Der irisch-kubanische Beinahe-Oscar-Kandidat „Viva“ kommt ins Kino

Manche Filme müssen nicht überraschen, um zu überzeugen. Einer davon ist der irisch-kubanische Beinahe-Oscar-Kandidat „Viva“!

In Havanna schlägt sich der junge Jesus (Héctor Medina, Foto) nach dem Tod seiner Mutter mit Haareschneiden bei alten Damen durch, außerdem kümmert er sich im Drag-Nachtclub von Mama (wunderbar: Luis Alberto García) um die Perücken, und wenn es gar nicht anders geht, muss er eben anschaffen.

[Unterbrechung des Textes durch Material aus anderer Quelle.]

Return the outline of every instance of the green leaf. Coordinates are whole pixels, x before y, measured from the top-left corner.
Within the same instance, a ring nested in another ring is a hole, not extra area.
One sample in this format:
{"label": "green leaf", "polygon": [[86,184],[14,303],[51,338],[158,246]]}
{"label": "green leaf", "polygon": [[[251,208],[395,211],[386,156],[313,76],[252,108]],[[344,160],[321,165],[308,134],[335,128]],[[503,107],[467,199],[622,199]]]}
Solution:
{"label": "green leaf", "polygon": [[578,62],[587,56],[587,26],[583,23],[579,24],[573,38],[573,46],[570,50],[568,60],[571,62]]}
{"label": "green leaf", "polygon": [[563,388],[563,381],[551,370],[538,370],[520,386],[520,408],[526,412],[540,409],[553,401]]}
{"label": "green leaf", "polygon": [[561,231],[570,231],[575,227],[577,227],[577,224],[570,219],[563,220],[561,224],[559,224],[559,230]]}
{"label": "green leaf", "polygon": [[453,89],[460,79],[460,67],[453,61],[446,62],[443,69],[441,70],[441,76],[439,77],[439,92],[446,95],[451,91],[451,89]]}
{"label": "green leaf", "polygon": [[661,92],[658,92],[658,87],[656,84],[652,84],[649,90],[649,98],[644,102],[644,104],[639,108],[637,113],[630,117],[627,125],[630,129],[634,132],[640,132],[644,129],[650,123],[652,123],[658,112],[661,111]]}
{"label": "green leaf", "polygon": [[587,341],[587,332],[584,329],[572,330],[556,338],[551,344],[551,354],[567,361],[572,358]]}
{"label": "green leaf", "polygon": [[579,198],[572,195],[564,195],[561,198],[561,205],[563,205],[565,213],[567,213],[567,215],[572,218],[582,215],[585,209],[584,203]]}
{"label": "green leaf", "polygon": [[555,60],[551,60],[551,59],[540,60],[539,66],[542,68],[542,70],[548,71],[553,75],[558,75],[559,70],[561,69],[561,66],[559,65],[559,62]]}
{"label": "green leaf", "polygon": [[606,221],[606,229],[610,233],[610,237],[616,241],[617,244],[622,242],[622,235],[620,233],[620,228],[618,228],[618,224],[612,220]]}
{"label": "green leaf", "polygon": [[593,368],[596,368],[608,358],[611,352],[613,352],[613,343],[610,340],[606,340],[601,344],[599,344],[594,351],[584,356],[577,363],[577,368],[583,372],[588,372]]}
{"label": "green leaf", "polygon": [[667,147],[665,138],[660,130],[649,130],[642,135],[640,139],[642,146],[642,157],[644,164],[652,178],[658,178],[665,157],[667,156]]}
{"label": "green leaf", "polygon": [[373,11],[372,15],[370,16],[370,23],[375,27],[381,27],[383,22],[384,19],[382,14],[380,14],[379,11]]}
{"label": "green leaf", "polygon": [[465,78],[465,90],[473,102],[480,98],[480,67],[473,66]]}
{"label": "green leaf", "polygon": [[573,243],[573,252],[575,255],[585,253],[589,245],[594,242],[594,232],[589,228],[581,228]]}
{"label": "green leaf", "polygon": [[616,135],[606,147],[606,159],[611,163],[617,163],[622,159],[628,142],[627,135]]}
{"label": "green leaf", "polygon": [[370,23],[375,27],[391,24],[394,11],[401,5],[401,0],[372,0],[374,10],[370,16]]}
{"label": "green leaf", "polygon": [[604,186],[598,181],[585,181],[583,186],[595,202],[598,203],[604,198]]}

Dann erfüllt Mama dem Jungen den Traum, endlich selbst mal auf die Bühne zu dürfen, und auf einmal überschlagen sich die Ereignisse. Jesus’ Vater Angel (Jorge Perugorría), den er seit 15 Jahren nicht gesehen hat, kommt aus dem Knast und nistet sich bei seinem Sohn ein. Der trinkende Ex-Boxer verbietet Jesus, weiterhin als Sängerin aufzutreten. Doch nach und nach nähern sich die beiden ungleichen Männer an.

Viva
Es ist keine sonderlich originelle Geschichte, die der irische Regisseur Paddy Breathnach und sein schwuler Drehbuchautor Mark O’Halloran in „Viva“ erzählen. Im Gegenteil. Hier kommt so ziemlich alles genau so, wie man es erwartet. Aber das ist nicht so schlimm, denn der charmante Film trägt das Herz auf dem rechten Fleck – und dieses Herz pulsiert vor Emotionen. Die Drag-Nummern (und ihre Songs) glühen vor Leidenschaft und Breathnach nutzt die morbide Schönheit des Schauplatzes Havanna, ohne in Kuba-Klischees oder Sozialkitsch zu verfallen. Nicht zuletzt überzeugt „Viva“, der übrigens um ein Haar für den Oscar nominiert worden wäre, durch seine Darsteller. Medina ist nicht nur hübsch anzusehen, sondern spielt den jungen Protagonisten mit berührender Zartheit. Als rauer Vater, der sich am Ende als doch gar  nicht so tumbes Arschloch entpuppt, überzeugt der wunderbar nuanciert spielende Perugorría, den man aus einem der schönsten Gay-Filme der 90er Jahre kennt: „Erdbeer und Schokolade“.